His lips curved into a wolffish grin that took years off his face and lit up his eyes.

"If I remember correctly, you used to love this mouth."

As if to prove a point, he leaned forward and placed a chaste kiss on her brow. Seeing her disappointed expression, he barked out a laugh, one that resounded around the misty chamber. Only it wasn't the same shapeless room she'd grown so use to anymore. Without her realising, it had transformed to a place Lia recognised only too well. Home.

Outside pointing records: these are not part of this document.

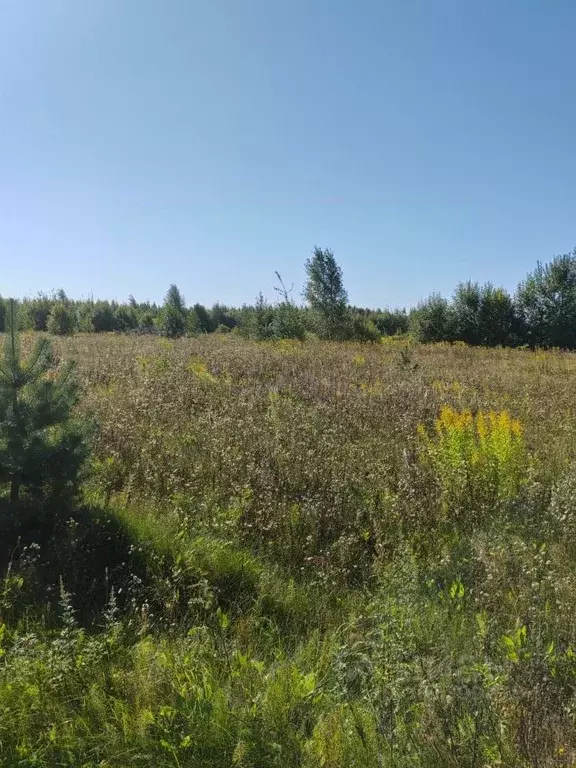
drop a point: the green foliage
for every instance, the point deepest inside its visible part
(287, 322)
(61, 320)
(547, 303)
(326, 294)
(275, 569)
(173, 316)
(42, 446)
(35, 312)
(203, 320)
(433, 320)
(364, 329)
(479, 460)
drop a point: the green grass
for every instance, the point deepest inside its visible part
(270, 570)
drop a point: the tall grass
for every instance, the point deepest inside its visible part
(304, 554)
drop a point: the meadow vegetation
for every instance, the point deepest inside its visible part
(285, 553)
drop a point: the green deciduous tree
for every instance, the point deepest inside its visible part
(547, 303)
(61, 321)
(433, 320)
(43, 444)
(173, 316)
(326, 294)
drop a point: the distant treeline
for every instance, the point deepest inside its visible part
(541, 313)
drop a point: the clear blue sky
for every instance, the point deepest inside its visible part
(144, 142)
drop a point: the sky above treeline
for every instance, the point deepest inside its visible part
(212, 143)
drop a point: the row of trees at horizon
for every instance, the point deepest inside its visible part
(541, 313)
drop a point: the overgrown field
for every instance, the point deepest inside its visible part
(303, 554)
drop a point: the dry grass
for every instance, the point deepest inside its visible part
(354, 612)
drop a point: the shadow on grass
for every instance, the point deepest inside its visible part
(87, 551)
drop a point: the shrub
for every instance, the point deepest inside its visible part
(61, 320)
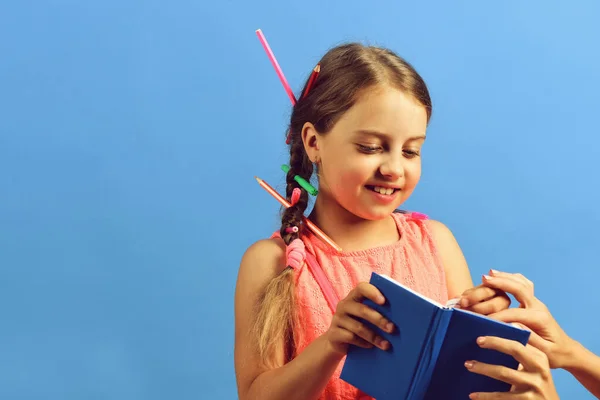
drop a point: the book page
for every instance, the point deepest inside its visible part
(412, 291)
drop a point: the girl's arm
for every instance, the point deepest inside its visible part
(458, 277)
(306, 376)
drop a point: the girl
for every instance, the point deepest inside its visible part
(361, 127)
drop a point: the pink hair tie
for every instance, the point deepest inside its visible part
(295, 253)
(418, 216)
(295, 196)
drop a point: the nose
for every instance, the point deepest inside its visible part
(392, 168)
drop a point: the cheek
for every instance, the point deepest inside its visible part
(413, 173)
(353, 174)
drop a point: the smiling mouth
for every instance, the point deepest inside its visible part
(382, 190)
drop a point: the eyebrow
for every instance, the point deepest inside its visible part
(382, 135)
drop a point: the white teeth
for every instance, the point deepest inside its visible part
(381, 190)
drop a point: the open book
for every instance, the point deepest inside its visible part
(429, 347)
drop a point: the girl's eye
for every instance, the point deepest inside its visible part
(411, 153)
(368, 149)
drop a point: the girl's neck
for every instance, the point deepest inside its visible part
(349, 231)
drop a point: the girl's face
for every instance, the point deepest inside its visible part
(370, 161)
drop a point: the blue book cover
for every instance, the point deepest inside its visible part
(428, 349)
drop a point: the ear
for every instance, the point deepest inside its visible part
(310, 138)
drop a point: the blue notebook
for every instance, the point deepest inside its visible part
(429, 347)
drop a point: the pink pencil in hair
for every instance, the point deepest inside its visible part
(271, 56)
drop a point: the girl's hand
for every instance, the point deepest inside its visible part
(532, 315)
(346, 329)
(533, 380)
(484, 300)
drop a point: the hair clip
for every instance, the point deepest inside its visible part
(301, 181)
(295, 196)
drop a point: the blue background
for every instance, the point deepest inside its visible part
(130, 132)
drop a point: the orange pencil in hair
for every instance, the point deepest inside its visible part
(315, 229)
(312, 79)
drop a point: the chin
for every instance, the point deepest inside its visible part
(375, 214)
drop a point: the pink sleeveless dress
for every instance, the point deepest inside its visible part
(412, 261)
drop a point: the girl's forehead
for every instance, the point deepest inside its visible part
(387, 111)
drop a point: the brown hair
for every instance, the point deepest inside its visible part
(346, 71)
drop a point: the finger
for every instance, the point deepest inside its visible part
(499, 372)
(525, 316)
(500, 396)
(476, 295)
(362, 311)
(361, 331)
(525, 355)
(365, 290)
(518, 277)
(494, 305)
(522, 293)
(345, 336)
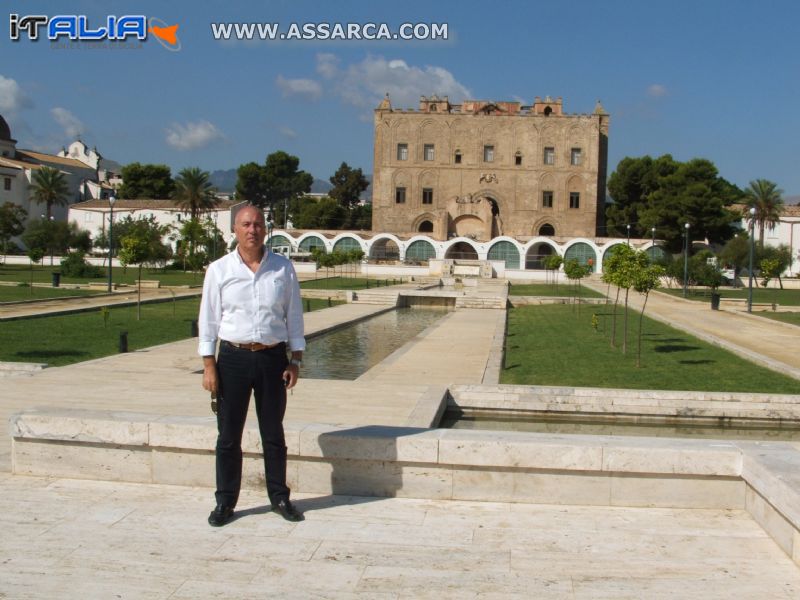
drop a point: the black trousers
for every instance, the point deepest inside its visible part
(240, 373)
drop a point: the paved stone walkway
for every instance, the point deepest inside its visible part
(88, 539)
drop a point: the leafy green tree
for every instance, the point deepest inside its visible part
(765, 197)
(50, 188)
(646, 277)
(194, 192)
(274, 184)
(666, 194)
(348, 183)
(146, 181)
(12, 223)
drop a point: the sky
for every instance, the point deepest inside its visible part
(717, 79)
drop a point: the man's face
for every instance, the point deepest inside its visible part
(250, 229)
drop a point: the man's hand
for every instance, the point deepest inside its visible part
(290, 376)
(210, 378)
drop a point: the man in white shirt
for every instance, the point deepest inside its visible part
(251, 304)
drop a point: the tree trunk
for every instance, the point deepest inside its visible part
(641, 320)
(614, 322)
(625, 324)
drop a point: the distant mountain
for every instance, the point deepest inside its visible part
(225, 181)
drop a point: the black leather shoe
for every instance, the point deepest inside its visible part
(220, 515)
(287, 510)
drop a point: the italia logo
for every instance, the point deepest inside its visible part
(79, 28)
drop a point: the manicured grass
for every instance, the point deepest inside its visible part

"Don't look so disappointed, troublemaker," he said, smiling broadly. "I don't care if you aren't actually real, I'm never letting you out of my sight again. There will be plenty of time for me to kiss you later."

Aeliana drew back from his embrace as the full truth of the situation dawned.

"Oh, Sirius," she whispered, horrified. "You're dead, aren't you?"

If he was laughing before, he was absolutely howling now.

"Sirius!" she snapped, trying to cut through his laughter. "This is, well.... serious."

"You aren't that quick on the uptake, are you?" he said, trying and failing to smother his mirth. "How you ever made Head Girl is beyond me."

"If you don't sober up real quick, Sirius, so help me, I'll kill you again," she threatened, fighting his contagious good cheer.

"I have no regrets about the way I died, Lia," he assured me, his hands clasping my shoulders tightly. "None at all. I only regret the way I lived. I should never have trusted Wormtail, or convinced James to change his Secret Keeper, but, above all, I should have never have let you go. I should have dragged you back to the Order with me! Made you listen to reason—"

Lia pressed a finger to his lips, silencing him.

"Don't agonise over my decisions. They aren't your fault. You said it yourself. I'm stubborn. My relationship with reason was dodgy, at best. I probably have never listened to you for more than three minutes total in my entire life. You couldn't change that."

He sighed, looking around at their surroundings.

"Don't you wonder why we would be here, at Grimmauld Place, of all hellish places, in the end?" he asked, staring pointedly into space with thinly concealed contempt.

"Is that what you see?" she mused, genuinely curious. After all, she was seeing her own home. There was something unmistakably wrong about her surroundings. It was so... empty. Almost plain. Nothing here was real, except for Sirius. Lia knew that for a fact, deep down, but why was it that they saw different things?

"So you see something else, I take it?" Sirius inquired. Not waiting for an answer, he continued, speaking fast, like he was getting something that had haunted him for awhile off his chest. "I can't seem to escape this place, this specific memory of this place."

"What memory?" She placed a hand tentatively on his arm. Immediately, the mist from before returned, and she could see everything as he saw it. The overcast sky, the dimly lit cobblestone street, the gaunt exterior of Number 12 Grimmauld Place, everything.